[英]How to combine 2 rows based on different column values
I'm new to Python. 我是Python的新手。 I'm using pandas and I have the below data with 3 fields
Task
, Status_From
and Status_To
as a dataframe. 我正在使用熊猫,并且我具有以下带有3个字段
Task
, Status_From
和Status_To
的数据作为数据Status_To
。
If the Status_To
of the first row is same as the Status_From
of next row, then those 2 rows should be combined based on Task
. 如果
Status_To
第一行的是相同Status_From
下一行的,然后将这些2行应结合基于Task
。
+------+-------------+-----------+
| Task | Status_From | Status_To |
+------+-------------+-----------+
| AAA | 31-Aug-18 | 04-Sep-18 |
| BBB | 21-Jun-18 | 21-Jun-18 |
| BBB | 21-Jun-18 | 29-Jun-18 |
| BBB | 29-Jun-18 | 29-Jun-18 |
| CCC | 20-Aug-18 | 20-Aug-18 |
| CCC | 24-Aug-18 | 24-Aug-18 |
| CCC | 24-Aug-18 | 01-Sep-18 |
| DDD | 06-Jul-18 | 06-Jul-18 |
| EEE | 18-May-18 | 18-May-18 |
| FFF | 01-Aug-18 | 01-Aug-18 |
| GGG | 20-Apr-18 | 23-Apr-18 |
| GGG | 23-Apr-18 | 23-Apr-18 |
| HHH | 22-Jan-18 | 23-Jan-18 |
| HHH | 23-Jan-18 | 23-Jan-18 |
| HHH | 23-Jan-18 | 30-Jan-18 |
+------+-------------+-----------+
Output expected: 预期输出:
+------+-------------+-----------+
| Task | Status_From | Status_To |
+------+-------------+-----------+
| AAA | 31-Aug-18 | 04-Sep-18 |
| BBB | 21-Jun-18 | 29-Jun-18 |
| CCC | 20-Aug-18 | 20-Aug-18 |
| CCC | 24-Aug-18 | 01-Sep-18 |
| DDD | 06-Jul-18 | 06-Jul-18 |
| EEE | 18-May-18 | 18-May-18 |
| FFF | 01-Aug-18 | 01-Aug-18 |
| GGG | 20-Apr-18 | 23-Apr-18 |
| HHH | 22-Jan-18 | 30-Jan-18 |
+------+-------------+-----------+
Tried with a 'for' loop and 'if' condition. 尝试使用“ for”循环和“ if”条件。 But it didn't work.

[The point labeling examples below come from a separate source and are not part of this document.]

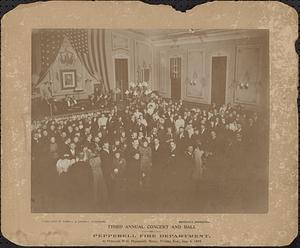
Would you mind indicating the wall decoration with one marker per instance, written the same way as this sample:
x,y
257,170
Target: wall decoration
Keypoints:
x,y
163,73
66,57
144,61
120,42
196,79
68,79
247,74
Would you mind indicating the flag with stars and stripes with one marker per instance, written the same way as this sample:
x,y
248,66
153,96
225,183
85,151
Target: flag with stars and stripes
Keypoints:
x,y
51,41
89,45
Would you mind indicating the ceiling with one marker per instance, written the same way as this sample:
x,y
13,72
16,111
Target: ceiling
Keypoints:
x,y
159,35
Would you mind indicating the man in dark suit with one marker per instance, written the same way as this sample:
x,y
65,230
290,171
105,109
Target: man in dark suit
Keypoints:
x,y
80,187
158,156
106,164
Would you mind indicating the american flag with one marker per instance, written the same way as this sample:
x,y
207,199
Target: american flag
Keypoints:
x,y
51,41
89,45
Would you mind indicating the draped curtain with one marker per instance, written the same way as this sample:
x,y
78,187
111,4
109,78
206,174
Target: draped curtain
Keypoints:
x,y
89,45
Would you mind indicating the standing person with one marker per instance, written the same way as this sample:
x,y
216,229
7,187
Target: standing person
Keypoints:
x,y
118,177
146,163
99,185
198,162
134,167
81,189
157,163
106,160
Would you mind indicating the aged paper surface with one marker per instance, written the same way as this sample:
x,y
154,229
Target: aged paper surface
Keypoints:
x,y
275,227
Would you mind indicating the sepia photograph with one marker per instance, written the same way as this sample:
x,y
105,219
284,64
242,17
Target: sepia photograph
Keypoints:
x,y
125,123
149,120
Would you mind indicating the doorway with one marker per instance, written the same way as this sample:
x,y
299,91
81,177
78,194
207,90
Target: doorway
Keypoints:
x,y
175,75
218,74
121,75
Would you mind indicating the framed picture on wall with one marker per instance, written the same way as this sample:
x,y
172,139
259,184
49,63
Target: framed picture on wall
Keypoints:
x,y
68,79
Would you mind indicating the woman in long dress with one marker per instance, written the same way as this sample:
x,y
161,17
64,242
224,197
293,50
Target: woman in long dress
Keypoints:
x,y
146,163
198,165
99,186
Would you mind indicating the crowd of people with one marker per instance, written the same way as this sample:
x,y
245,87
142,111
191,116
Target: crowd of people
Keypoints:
x,y
119,154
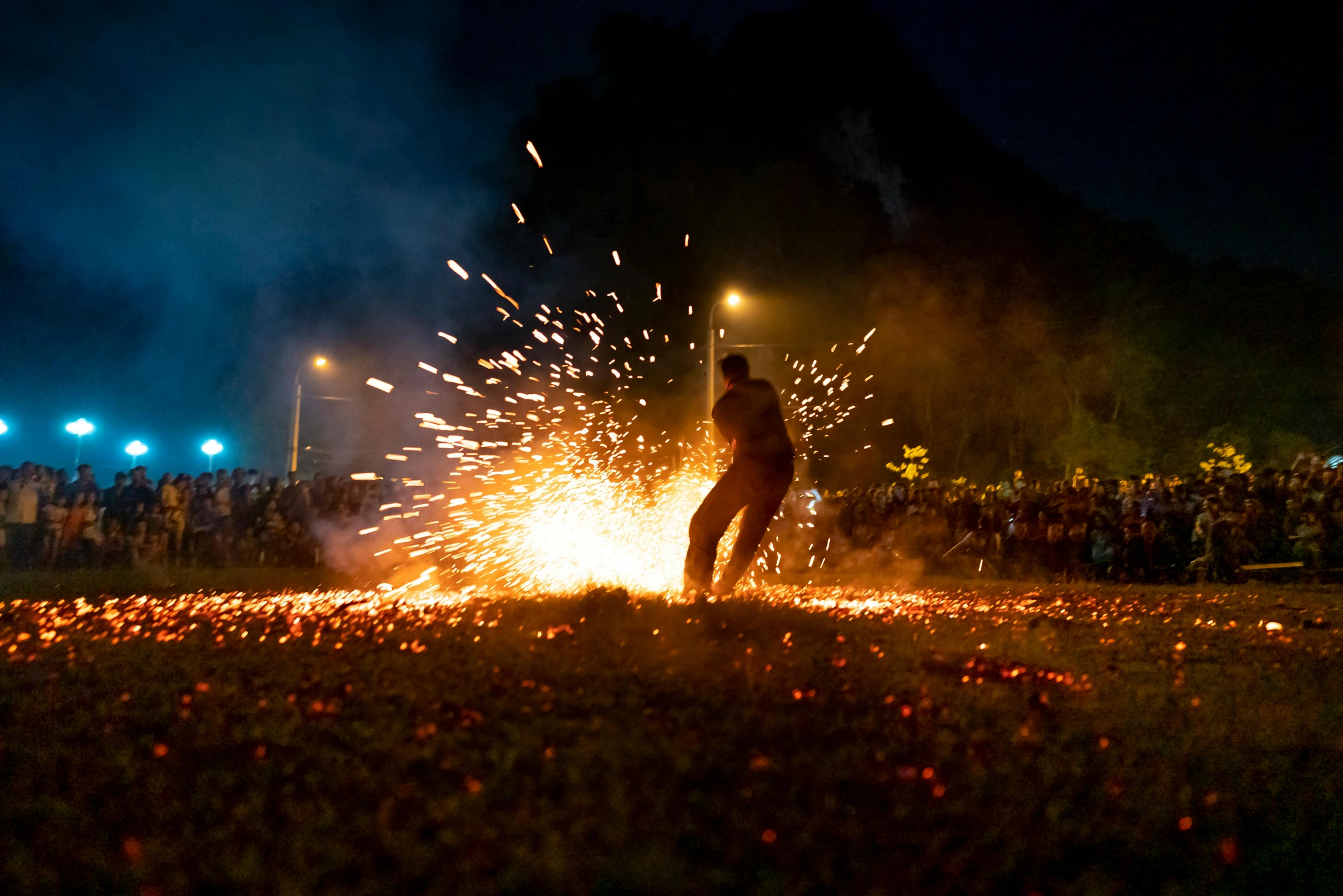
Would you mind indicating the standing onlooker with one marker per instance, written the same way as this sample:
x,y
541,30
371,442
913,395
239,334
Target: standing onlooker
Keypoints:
x,y
22,518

但这没有用。 Is there a simple option to do this?
有一个简单的选择可以做到这一点吗?
Assume your data already sorted, then you can use cumsum() to setup groups, find the last Status_To
of each group and then drop_duplicates(). 假设您的数据已经排序,则可以使用cumsum()设置组,找到每个组的最后一个
Status_To
,然后找到drop_duplicates()。
df1 = df.assign(
g=df.groupby('Task').apply(lambda x: (x.Status_From != x.Status_To.shift()).cumsum()).reset_index(level=0, drop=True)
)
Output of df1 is: df1的输出是:
# Task Status_From Status_To g
#0 AAA 31-Aug-18 04-Sep-18 1
#1 BBB 21-Jun-18 21-Jun-18 1
#2 BBB 21-Jun-18 29-Jun-18 1
#3 BBB 29-Jun-18 29-Jun-18 1
#4 CCC 20-Aug-18 20-Aug-18 1
#5 CCC 24-Aug-18 24-Aug-18 2
#6 CCC 24-Aug-18 01-Sep-18 2
#7 DDD 06-Jul-18 06-Jul-18 1
#8 EEE 18-May-18 18-May-18 1
#9 FFF 01-Aug-18 01-Aug-18 1
#10 GGG 20-Apr-18 23-Apr-18 1
#11 GGG 23-Apr-18 23-Apr-18 1
#12 HHH 22-Jan-18 23-Jan-18 1
#13 HHH 23-Jan-18 23-Jan-18 1
#14 HHH 23-Jan-18 30-Jan-18 1
Then, use transform: 然后,使用transform:
df1['Status_To'] = df1.groupby(['Task', 'g']).Status_To.transform('last')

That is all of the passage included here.